Sementara itu Ferdinand Hutahaen menyebutkan kekisruhan kenaikan harga BBM jenis premium karena pemerintah tidak konsisten menjalankan kebijakan evaluasi harga BBM setiap tiga bulan. Ini diatur dalam Perpres 191.
“Persoalannya, pemerintah tidak konsisten menjalankan Perpres itu sehingga menjadi bermasalah,” ujarnya.
Nilai harga jual premium tidak ekonomis. Harga produksi sudah lebih tinggi dari harga jual. Harga ekonomi BBM jenis premium saat ini sekitar Rp 9.800. Sedangkan harga jual premium saat ini Rp 6.550.
“Ada selisih harga yang harus ditanggung Pertamina. Beban yang ditanggung Pertamina ini sesungguhnya adalah subsidi. Seharusnya yang ditanggung badan usaha ini tidak boleh. Sebab, subsidi harus dari APBN,” tegas Ferdinand.
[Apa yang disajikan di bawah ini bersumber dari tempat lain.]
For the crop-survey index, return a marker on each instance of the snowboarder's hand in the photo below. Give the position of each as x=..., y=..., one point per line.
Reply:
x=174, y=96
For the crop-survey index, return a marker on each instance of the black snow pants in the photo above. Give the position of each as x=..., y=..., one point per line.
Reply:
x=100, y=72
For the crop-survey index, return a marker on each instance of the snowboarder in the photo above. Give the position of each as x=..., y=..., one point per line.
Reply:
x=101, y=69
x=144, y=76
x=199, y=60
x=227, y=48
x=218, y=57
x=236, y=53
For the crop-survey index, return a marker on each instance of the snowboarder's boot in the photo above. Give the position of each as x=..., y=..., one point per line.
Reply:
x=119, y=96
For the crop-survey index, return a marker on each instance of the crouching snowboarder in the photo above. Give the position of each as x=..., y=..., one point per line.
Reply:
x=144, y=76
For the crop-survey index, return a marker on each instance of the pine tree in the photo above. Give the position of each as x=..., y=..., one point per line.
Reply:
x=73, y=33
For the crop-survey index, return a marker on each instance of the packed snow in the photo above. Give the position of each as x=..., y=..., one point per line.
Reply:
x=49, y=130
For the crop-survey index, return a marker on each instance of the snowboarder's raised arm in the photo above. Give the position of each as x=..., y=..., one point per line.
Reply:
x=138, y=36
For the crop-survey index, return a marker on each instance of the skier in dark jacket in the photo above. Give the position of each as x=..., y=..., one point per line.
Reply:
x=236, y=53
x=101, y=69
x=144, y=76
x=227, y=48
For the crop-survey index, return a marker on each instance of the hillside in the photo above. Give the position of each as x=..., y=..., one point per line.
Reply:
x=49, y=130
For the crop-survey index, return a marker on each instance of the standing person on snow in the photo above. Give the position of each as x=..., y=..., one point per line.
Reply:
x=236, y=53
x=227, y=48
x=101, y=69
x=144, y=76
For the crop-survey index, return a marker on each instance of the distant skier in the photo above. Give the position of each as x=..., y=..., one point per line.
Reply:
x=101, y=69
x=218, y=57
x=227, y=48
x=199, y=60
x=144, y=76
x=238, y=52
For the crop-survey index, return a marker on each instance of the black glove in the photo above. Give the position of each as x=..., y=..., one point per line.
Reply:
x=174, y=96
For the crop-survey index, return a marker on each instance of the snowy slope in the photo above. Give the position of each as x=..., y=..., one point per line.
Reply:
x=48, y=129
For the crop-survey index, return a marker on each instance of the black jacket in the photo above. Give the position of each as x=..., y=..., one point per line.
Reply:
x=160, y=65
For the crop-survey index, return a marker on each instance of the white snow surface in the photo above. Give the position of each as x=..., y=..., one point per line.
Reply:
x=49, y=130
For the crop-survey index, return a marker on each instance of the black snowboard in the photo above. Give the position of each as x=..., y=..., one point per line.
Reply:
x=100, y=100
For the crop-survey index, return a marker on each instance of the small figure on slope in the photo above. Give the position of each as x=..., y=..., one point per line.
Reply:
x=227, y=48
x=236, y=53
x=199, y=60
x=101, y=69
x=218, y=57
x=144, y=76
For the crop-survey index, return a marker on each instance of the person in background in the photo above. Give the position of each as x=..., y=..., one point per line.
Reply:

“Kerugian Pertamina ini luar biasa, mencapai puluhan triliun setiap bulan. Saya prediksi kalau ini terus terjadi selama tiga bulan, Pertamina akan collaps, apalagi utang Pertamina mencapai Rp 150 triliun,” sambung Ferdinand.
Apakah fluktuasi harga BBM jenis premium ini melanggar konstitusi? “Kalau menurut saya ada yang tidak sesuai konstitusi. Karena beban subsidi yang seharusnya ditanggung pemerintah, menjadi beban badan usaha (Pertamina). Ini seharusnya tidak boleh,” tuturnya. (*)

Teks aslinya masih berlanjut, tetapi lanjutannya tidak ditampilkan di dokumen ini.